I spent some time working with graph recurrent neural networks at WashU. One of the key motivations of the project was to design a system that played to a graph’s strengths, rather reusing models designed for different applications.
As a lab engineer, I did not own any of the science, so I did not spend the bulk of my time trying to understand the literature or design careful experiements. I’m just going to try to outline some of the graph-think I learned while working in the lab, and why it kind of made sense to rebuild the wheel in this case.
Because digital systems store data in arrays, our intuitions of vector-based applications (like images) translate nicely into deep learning. High level optimizations like convolution and residual nets are easy to whiteboard with matrices, and predictably performant when applied to image classification.
Vector-think fails to capture the variety of real-world systems, however. Video, text, speech and graphs do not fit into matrices as easily as images, leading to a break-down of performance in those domains (i.e. performance falls off with data size). In the same way that convolution makes sense for images, I think vectors do not naturally capture language. The non-linear structure and temporal-dimension are difficult to represent in arrays.

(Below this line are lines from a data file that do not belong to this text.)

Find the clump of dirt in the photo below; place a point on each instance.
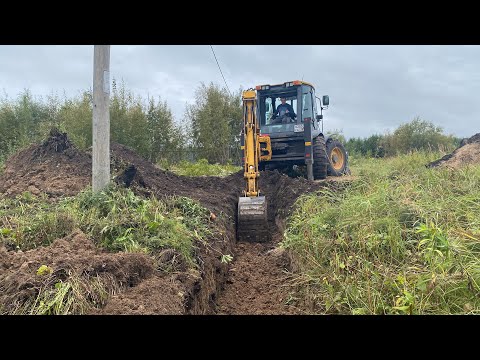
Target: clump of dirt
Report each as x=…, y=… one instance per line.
x=74, y=255
x=257, y=283
x=154, y=296
x=55, y=167
x=467, y=153
x=254, y=278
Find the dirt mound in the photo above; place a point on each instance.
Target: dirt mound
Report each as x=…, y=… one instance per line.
x=256, y=283
x=467, y=153
x=55, y=167
x=74, y=255
x=154, y=296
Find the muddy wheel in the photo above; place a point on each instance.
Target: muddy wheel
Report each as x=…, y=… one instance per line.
x=337, y=156
x=320, y=160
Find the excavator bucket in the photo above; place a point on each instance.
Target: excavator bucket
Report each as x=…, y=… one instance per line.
x=252, y=223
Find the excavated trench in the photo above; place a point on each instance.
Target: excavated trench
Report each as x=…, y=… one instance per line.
x=255, y=282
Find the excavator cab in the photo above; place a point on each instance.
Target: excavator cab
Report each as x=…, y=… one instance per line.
x=299, y=140
x=278, y=140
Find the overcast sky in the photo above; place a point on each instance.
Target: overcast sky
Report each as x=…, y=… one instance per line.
x=372, y=89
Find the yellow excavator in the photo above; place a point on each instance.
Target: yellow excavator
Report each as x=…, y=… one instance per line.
x=252, y=220
x=273, y=139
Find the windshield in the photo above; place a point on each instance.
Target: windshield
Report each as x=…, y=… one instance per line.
x=274, y=112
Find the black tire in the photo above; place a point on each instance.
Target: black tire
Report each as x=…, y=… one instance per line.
x=320, y=160
x=337, y=158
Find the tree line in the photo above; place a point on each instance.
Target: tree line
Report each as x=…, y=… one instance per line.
x=415, y=135
x=209, y=130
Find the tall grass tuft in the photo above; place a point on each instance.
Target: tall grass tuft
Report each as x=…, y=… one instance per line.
x=402, y=239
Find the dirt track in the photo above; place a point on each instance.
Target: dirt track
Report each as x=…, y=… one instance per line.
x=251, y=284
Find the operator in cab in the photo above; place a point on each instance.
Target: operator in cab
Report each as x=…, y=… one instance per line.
x=282, y=111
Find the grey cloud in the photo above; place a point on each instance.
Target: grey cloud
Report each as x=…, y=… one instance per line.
x=372, y=88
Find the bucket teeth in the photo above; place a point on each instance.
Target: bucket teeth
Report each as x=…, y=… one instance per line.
x=252, y=222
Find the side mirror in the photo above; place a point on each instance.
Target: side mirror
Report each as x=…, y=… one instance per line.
x=325, y=100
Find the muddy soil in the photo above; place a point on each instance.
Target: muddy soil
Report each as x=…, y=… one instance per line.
x=252, y=284
x=468, y=153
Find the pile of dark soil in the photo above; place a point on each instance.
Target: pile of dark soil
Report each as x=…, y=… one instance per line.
x=468, y=153
x=55, y=167
x=74, y=255
x=251, y=284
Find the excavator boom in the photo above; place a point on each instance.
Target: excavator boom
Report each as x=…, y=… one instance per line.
x=252, y=221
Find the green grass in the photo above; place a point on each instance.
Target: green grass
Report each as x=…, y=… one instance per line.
x=402, y=239
x=116, y=219
x=201, y=168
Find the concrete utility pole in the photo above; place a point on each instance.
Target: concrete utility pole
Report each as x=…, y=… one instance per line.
x=101, y=118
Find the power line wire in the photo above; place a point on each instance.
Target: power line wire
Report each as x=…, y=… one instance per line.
x=220, y=70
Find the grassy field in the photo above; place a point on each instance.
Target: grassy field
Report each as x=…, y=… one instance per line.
x=402, y=239
x=200, y=168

The application was drugs/molecules/chemicals added to batteries and nanomaterials. We were interested in using the local electronic properties of atoms to predict non-local/diffuse/structural characteristics of molecules as a whole. In the traditional sense, we were trying to peek at the output of complex quantum wave equations without having to predict the trajectory of every electron in the system. If accurate, the model could save chemists from having to manually trial individual chemicals for their particualr application. If someone were interested in building better batteries for windfarms, they could screen hundreds of thousands of potential chemicals for electronic properties that played well within their physical restrictions for such a battery.1
My first exposure to graph modelling was via adjacency matrices. This was essentially taking a graph and converting it into a 2d matrix, something mathematicians could more easily conceptualize. Most graph modelling historically did something similar, either by making an
n x n matrix of atomic repulsion pairs, or by bucketing bond types by frequency anc aggregating output in a feature vector. More recent developments left the graph in-place, and performed layers of local convolution on nodes (equivalent to convolutional filters on images).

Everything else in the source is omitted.